Death of a Salesman and Babbitt

I've been meaning to read these two for a long time. The reviews didn't particularly interest me but they've both gotten a lot of attention over the years and I was curious to know the stories. I began enthusiastically enough, lost interest part way through both, and had to force myself to finish them.  

Death of a Salesman by Arthur Miller is a play about the mental decline of Willy Loman as his disappointments pile up and his dreams slip away. Willy lives with an illusion of life as he'd like it to be, but his reality is far different and facing it is more than he can take.

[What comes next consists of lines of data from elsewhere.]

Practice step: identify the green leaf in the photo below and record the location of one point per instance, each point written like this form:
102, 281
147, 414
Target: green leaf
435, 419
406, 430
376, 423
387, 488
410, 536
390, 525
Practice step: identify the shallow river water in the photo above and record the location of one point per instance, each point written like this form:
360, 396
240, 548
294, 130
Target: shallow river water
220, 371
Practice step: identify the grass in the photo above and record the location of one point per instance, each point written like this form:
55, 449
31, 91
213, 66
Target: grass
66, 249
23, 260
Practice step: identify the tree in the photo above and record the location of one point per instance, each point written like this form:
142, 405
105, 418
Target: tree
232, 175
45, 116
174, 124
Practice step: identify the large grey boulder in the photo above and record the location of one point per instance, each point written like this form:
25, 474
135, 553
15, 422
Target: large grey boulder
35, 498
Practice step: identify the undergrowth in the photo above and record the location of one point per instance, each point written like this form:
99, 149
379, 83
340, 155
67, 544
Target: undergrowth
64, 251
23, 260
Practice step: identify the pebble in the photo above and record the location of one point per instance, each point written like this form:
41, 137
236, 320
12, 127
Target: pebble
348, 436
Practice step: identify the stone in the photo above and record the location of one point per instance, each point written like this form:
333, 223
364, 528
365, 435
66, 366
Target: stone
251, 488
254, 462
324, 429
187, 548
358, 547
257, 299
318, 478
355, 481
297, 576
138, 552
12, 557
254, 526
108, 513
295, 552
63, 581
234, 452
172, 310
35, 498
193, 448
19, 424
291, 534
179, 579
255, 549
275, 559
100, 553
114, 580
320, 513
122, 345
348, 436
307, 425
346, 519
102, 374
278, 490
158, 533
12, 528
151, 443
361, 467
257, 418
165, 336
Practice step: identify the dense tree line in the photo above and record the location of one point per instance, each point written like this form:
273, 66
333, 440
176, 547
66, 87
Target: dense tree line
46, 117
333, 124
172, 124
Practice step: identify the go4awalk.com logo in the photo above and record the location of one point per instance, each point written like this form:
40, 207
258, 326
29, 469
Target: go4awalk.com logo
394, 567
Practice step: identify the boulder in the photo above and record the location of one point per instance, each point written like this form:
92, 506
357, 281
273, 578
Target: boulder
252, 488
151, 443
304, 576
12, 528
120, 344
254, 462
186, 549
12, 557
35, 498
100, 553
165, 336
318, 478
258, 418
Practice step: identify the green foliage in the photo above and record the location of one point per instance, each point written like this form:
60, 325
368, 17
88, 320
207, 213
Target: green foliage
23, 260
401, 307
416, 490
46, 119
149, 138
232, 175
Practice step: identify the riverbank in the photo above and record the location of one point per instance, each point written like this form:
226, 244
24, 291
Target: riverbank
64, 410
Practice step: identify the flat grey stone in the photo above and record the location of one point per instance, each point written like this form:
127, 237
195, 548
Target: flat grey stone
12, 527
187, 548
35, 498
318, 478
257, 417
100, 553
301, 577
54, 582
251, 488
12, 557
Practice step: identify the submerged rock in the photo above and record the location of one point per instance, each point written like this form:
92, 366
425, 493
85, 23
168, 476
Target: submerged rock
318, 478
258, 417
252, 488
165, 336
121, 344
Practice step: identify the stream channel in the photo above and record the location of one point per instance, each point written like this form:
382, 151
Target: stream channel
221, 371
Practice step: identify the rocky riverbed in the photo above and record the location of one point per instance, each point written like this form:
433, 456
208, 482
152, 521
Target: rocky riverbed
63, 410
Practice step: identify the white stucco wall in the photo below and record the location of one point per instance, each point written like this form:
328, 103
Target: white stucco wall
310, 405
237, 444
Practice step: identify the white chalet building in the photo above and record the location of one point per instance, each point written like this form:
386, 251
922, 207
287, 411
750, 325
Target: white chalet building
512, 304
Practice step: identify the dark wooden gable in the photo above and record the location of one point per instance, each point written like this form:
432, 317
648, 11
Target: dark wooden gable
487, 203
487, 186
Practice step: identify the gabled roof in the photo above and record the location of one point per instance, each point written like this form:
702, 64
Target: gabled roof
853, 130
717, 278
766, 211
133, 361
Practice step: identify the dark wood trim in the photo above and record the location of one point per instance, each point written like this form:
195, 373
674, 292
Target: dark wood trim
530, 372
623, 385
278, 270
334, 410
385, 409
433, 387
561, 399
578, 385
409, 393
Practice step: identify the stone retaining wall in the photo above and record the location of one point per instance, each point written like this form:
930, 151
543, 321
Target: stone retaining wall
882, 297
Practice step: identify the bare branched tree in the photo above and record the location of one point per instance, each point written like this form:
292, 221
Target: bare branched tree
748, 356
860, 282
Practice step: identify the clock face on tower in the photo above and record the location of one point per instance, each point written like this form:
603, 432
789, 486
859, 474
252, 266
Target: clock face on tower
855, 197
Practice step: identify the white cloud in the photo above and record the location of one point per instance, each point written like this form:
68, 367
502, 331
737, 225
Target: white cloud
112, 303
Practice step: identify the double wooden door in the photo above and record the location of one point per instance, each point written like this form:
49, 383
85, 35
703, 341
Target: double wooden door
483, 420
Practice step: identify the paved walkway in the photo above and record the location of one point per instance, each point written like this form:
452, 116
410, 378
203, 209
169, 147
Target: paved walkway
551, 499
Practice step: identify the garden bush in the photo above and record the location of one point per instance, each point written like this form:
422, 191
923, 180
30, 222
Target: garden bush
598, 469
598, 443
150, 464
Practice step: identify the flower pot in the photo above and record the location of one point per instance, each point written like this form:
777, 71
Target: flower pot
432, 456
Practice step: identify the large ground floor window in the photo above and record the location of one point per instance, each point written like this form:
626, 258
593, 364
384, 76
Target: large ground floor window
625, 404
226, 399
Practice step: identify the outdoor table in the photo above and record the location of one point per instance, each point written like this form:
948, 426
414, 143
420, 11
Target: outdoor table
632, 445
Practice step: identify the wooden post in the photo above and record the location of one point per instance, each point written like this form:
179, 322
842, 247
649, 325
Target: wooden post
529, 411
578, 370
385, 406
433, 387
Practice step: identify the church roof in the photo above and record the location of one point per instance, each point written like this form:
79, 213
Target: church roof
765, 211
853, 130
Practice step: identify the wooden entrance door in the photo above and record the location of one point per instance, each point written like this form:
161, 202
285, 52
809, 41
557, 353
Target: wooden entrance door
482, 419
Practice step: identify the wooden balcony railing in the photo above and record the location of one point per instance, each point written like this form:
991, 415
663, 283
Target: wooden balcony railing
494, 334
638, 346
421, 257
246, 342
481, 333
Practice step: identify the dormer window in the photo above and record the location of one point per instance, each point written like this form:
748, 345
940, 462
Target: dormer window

The few pages of this book are filled with enough emotional pain, anger and sadness to haunt me for a while I think. I'd like to see the play performed - maybe there's a film I can watch - because I'm not convinced I have sufficient imagination to be a good reader of plays. Nevertheless, my goal was to find out what the story was about and I have done that.


Babbit by Sinclair Lewis
 was described in reviews as a "satire of middle class American life", and a "comic novel of mid-life crisis". I listened to an audio version, which usually helps me get through books I'm not looking forward to reading, but oh, my, I found it dull. And not very funny, or even funny at all. George Babbitt is an unlikable character in a book filled with unlikeable characters, and his story is long and boring. I'm sure it has literary merit, I just can't work up enough enthusiasm to find it. But, as with Death of a Salesman, I wanted to know what it was about so mission accomplished.